The Classic was interesting to say the least. After a tough 2015 season that ended on a positive, I was just glad to be fishing in the 2016 GEICO Bassmaster Classic. Then my pattern turned out to be better than I anticipated, and I was suddenly in the hunt for the title. Obviously it didn’t pan out that way, but a sixth-place finish was a complete success in my book.
It’s easy to Monday-morning quarterback the three days of competition, but based on what I found in practice, I think it went as well as it could have. Looking back, I don’t know how much, or what, I could have changed to improve on the pattern. Plus, it was great to see Edwin finally win one—he’s had that coming for a long time!
With another awesome Classic behind me, I’m excited to get the 2016 Bassmaster Elite Series season underway.
Now, my goal is to keep the momentum rolling into the first event of the year on the St. Johns River in Florida. I really like it there. I’ve finished second, had several other Top 10s, but this year I’m hoping to win it. The type of fishing that is required to be successful there really clicks with my preferred style of fishing, and that helps a lot.
Momentum is huge in this sport, but it can bite you if you expect it to keep swinging your way no matter what you do. There is bad momentum, as well—we talked about that in an earlier column. If you bank on momentum to carry you along, you’re bound to fall short of your goals. Momentum works to your advantage when augmented with hard work, determination and perseverance.
What I’m saying is simple: Let momentum be a complement to your game plan, don’t let your game plan ride solely on the momentum. In my mind, that’s how a slump can start. Nothing trumps hard work and experience.

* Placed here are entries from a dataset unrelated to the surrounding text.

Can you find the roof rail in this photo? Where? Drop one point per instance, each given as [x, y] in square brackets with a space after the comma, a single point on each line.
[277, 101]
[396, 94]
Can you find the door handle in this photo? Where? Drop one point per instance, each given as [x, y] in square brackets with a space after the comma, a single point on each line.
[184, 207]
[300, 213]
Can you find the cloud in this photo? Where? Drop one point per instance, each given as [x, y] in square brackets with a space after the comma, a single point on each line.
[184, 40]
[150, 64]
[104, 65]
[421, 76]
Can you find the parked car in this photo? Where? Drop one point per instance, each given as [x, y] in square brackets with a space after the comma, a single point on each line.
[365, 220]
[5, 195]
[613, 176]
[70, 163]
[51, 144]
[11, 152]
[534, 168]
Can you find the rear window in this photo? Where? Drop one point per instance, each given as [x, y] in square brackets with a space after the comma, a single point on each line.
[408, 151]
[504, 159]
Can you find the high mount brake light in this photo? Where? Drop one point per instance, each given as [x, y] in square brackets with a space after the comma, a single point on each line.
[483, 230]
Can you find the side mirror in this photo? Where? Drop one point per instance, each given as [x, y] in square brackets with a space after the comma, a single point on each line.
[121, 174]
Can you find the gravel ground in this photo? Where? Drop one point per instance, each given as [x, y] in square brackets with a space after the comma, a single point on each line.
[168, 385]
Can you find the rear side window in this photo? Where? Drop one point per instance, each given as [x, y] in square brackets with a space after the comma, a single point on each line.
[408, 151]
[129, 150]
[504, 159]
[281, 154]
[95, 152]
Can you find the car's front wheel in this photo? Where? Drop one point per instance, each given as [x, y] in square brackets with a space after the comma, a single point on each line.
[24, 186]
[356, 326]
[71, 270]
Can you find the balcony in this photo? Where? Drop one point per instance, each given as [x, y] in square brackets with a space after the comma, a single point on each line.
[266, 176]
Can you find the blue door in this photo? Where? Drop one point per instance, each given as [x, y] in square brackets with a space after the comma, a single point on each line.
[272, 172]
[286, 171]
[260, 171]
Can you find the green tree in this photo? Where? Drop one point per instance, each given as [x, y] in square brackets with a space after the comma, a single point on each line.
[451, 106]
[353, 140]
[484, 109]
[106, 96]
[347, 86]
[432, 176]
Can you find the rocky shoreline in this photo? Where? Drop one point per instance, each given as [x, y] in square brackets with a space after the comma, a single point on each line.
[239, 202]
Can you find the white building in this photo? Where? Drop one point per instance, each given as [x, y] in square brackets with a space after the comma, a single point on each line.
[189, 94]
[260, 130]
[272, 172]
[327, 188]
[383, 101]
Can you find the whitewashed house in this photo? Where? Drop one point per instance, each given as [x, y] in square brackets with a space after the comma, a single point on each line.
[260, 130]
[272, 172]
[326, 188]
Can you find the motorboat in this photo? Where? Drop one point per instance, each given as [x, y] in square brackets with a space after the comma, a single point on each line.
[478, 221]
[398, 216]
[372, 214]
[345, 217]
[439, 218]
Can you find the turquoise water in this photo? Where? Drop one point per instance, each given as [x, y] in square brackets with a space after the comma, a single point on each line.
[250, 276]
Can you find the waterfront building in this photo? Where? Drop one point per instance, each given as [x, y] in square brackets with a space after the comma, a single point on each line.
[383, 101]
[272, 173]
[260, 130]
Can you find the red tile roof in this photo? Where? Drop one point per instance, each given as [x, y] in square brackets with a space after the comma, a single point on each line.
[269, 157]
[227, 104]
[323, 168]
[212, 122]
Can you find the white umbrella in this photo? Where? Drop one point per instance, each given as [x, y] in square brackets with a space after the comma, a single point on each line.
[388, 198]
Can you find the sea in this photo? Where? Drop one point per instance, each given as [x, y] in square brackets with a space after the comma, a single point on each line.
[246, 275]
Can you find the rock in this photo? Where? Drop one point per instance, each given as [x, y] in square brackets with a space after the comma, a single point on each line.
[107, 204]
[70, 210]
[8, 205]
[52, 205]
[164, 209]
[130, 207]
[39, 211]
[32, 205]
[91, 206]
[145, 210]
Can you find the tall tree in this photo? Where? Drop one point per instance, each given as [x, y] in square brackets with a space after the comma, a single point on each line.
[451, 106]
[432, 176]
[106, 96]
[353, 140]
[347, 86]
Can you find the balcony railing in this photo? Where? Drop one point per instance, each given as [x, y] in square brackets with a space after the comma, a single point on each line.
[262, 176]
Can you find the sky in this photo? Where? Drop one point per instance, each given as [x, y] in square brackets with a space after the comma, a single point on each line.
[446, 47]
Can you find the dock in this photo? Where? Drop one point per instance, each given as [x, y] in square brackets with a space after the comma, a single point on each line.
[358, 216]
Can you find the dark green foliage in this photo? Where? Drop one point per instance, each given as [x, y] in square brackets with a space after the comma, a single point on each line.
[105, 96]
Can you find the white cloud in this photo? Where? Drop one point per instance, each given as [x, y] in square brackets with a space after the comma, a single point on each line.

Confidence is also very important when it comes to tournament fishing, but if you have too much confidence, it can work against you. For example, I know a lot of great locations on the St. Johns that have produced well for me in the past, but things change. Knowing that I’ve caught fish in certain spots with specific presentations is important information to have and consider anytime you’re fishing a familiar body of water, but I’ve seen those perennial patterns change dramatically.
Just stay flexible. To me it’s more important to be confident in certain methods than very specific spots on a specific fishery. Being willing to adapt to quickly changing conditions is probably one of the greatest assets a successful tournament angler can have, but if we’re not careful, we can all fall victim to fishing memories and trying to force a bite based on historical confidence.
In other words, being confident in your abilities is very important, especially when good momentum is on your side. Just don’t expect things to continue to go your way without the hard work.
I’ve got momentum on my side, and I’m confident in my ability to catch fish on the St. Johns River. However, you can rest assured that during practice I’ll have exhausted every possibility of what I believe will be key to winning there.